Не оставили без «внимания» выступление Салтыкова и те, против кого оно было направлено. Катков отозвался на него упомянутой выше саморазоблачительной статьей «В мире курьезов». Аксаков же посвятил полемике с рассуждением сатирика о «единении с народом» резкие реплики в двух передовых статьях своей «Руси»[337].

Обращаясь к Н. К. Михайловскому с просьбой прислать ему номер «Руси», в котором появилась первая статья, Салтыков писал: «Я прочитал в «Новом времени», что Аксаков в этом № прочел мне «отповедь», и потому интересуюсь. Может быть, и напишу что-нибудь по этому поводу, если стоит» (письмо от 7/19 июля 1881 г.). Ответ Аксакову написан не был.

Псой Стахич Замухрышкин — один из растленных «героев» в «Игроках» Гоголя.

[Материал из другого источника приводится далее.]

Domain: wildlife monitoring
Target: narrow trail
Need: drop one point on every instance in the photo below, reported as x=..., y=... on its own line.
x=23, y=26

Этот изумительный тип глубоко верующего человека нередко смущал мое воображение, и я не раз пытался воспроизвести его. — Признание автобиографично. Оно комментируется следующими строками из письма Салтыкова к Анненкову от 2 декабря 1875 г. Сообщая своему адресату о замысле нового произведения «Дни за днями за границей» (или «Книга о праздношатающихся»), Салтыков писал: «В виде эпизода, хочу написать рассказ «Паршивый». Чернышевский или Петрашевский, все равно. Сидит в мурье среди снегов, а мимо него примиренные декабристы и петрашевцы проезжают на родину и насвистывают: «Боже, царя храни», вроде того, как Бабурин пел. И все ему говорят: стыдно, сударь! у нас царь такой добрый — а вы что? Вопрос: проклял ли жизнь этот человек или остался он равнодушен ко всем надругательствам и все в нем старая работа <…> до ссылки начатая, продолжается? Я склоняюсь к последнему мнению…» О том же занимавшем его сюжете сообщает Салтыков и Некрасову в письме от 8 мая 1876 г.: Тут <в «Культурных людях». — С. М.> «будет еще рассказ «Паршивый», — человек, от которого даже все передовики отвернулись, который словно окаменел в своих мечтаниях: ни прошедшего, ни настоящего, ни будущего — только свет! свет! свет!» Эти замыслы остались не воплощенными. Наконец уже значительно позднее Салтыков пытался осуществить свой замысел в форме «сказки», которая, по его словам, была «почти готова» (Л. Пантелеев, Из воспоминаний прошлого, т. II, СПб. 1908, стр. 165–166. Вошло в кн.: «Салтыков в воспоминаниях современников», стр. 190). По-видимому, сатирическое, то есть остро контрастное, «зрение» Салтыкова и присущий ему скептицизм оказались теми барьерами, которые он никогда не смог преодолеть, несмотря на свое страстное стремление создать образ положительного героя.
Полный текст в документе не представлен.